I barely heard her close the door behind me because I was stunned by the sight in the living room. Or rather, the lack of a sight.
All of Aidan’s music equipment, the instruments and computers, were gone.
Just gone.
The space was entirely bare.
“What’s going on?”
“Nora … I don’t know how to tell you this, and I’m sure I’m the last person you want to hear it from considering my past terrible behavior …” Laine’s sympathy made we want to scream at her to spit it out. “Aidan’s gone.”
My knees trembled, as though the floor had shifted beneath my feet. “Gone? What do you mean, he’s gone?”
Anger flickered in Laine’s eyes, frustration maybe. “Yesterday after you left, he suddenly started making arrangements to leave the country. He took a job in LA so he can be close to Sylvie, but it meant leaving early this morning.” She gestured to his space. “He managed to wrangle a company that could get his gear together last minute and he’s got someone over there looking for a place for him.”
No.
What?
I gaped at her in disbelief. The panic I’d felt earlier spread over my lungs so I was finding it hard to breathe. “He wouldn’t … he just left?” Without saying goodbye, without explaining? No.
Aidan.
The genuine sympathy in Laine’s eyes gutted me.
Shredded my insides. Or what was left of the tatters in there.
“Nora, I hope what I’m about to say will help in the long run, even if it doesn’t feel like it now. But … this would’ve happened, even if Sylvie hadn’t been a factor. Believe me. I’ve been in Aidan’s life longer than any woman and he is the ultimate bachelor. It doesn’t mean he doesn’t care about you—I’m sure he does—but he can be a real arsehole to women. I love him but it’s the truth.
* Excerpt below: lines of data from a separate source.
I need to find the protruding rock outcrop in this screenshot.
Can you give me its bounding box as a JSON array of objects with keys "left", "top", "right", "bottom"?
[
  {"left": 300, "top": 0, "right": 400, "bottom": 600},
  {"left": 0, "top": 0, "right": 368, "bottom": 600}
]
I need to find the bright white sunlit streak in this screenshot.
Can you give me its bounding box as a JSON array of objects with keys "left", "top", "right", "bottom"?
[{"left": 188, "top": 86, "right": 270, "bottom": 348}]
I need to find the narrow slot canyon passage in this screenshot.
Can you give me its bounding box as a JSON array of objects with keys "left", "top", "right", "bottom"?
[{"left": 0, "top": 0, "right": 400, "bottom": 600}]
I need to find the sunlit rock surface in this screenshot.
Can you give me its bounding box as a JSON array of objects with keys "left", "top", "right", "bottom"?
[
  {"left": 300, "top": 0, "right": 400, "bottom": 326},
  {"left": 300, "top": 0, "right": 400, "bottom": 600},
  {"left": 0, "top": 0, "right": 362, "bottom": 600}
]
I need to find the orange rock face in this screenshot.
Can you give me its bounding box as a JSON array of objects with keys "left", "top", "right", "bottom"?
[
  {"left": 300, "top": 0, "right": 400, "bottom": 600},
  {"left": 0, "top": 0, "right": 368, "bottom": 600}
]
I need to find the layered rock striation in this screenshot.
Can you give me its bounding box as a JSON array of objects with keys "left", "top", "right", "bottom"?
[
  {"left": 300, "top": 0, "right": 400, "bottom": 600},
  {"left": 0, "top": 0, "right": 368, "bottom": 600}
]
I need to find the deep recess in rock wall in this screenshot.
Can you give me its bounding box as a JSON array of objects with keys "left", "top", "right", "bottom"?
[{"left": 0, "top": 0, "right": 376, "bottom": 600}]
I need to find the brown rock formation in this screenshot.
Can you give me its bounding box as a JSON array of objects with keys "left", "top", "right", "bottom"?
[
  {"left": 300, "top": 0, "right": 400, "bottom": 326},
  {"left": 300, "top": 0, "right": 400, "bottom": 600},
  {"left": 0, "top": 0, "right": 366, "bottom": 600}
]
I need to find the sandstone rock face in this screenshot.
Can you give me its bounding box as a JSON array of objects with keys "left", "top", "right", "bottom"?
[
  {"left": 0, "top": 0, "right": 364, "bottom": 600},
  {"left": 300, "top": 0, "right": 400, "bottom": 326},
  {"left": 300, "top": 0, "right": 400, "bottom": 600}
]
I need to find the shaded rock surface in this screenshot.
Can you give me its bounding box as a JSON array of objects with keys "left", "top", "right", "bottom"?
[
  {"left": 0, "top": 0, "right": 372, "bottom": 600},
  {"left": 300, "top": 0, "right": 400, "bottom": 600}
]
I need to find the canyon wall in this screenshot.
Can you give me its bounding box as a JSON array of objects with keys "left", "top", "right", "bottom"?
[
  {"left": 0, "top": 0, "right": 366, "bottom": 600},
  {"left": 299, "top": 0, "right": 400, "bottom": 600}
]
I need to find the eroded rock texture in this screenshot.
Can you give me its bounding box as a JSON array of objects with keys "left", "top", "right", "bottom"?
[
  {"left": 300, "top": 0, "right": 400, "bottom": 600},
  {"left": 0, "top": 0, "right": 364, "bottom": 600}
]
He makes them all feel like his best friend, like he’s never felt anything like it before, and maybe he even believes it for a while. I think he does. But only for a while. And then he gets bored and moves on. I was surprised he was with you so long until … well,” she winced in the damned sympathy again. “He told me you two never actually slept together, which is probably why you lasted longer than any of the others. Anticipation. Like I said. He can be such a bloke.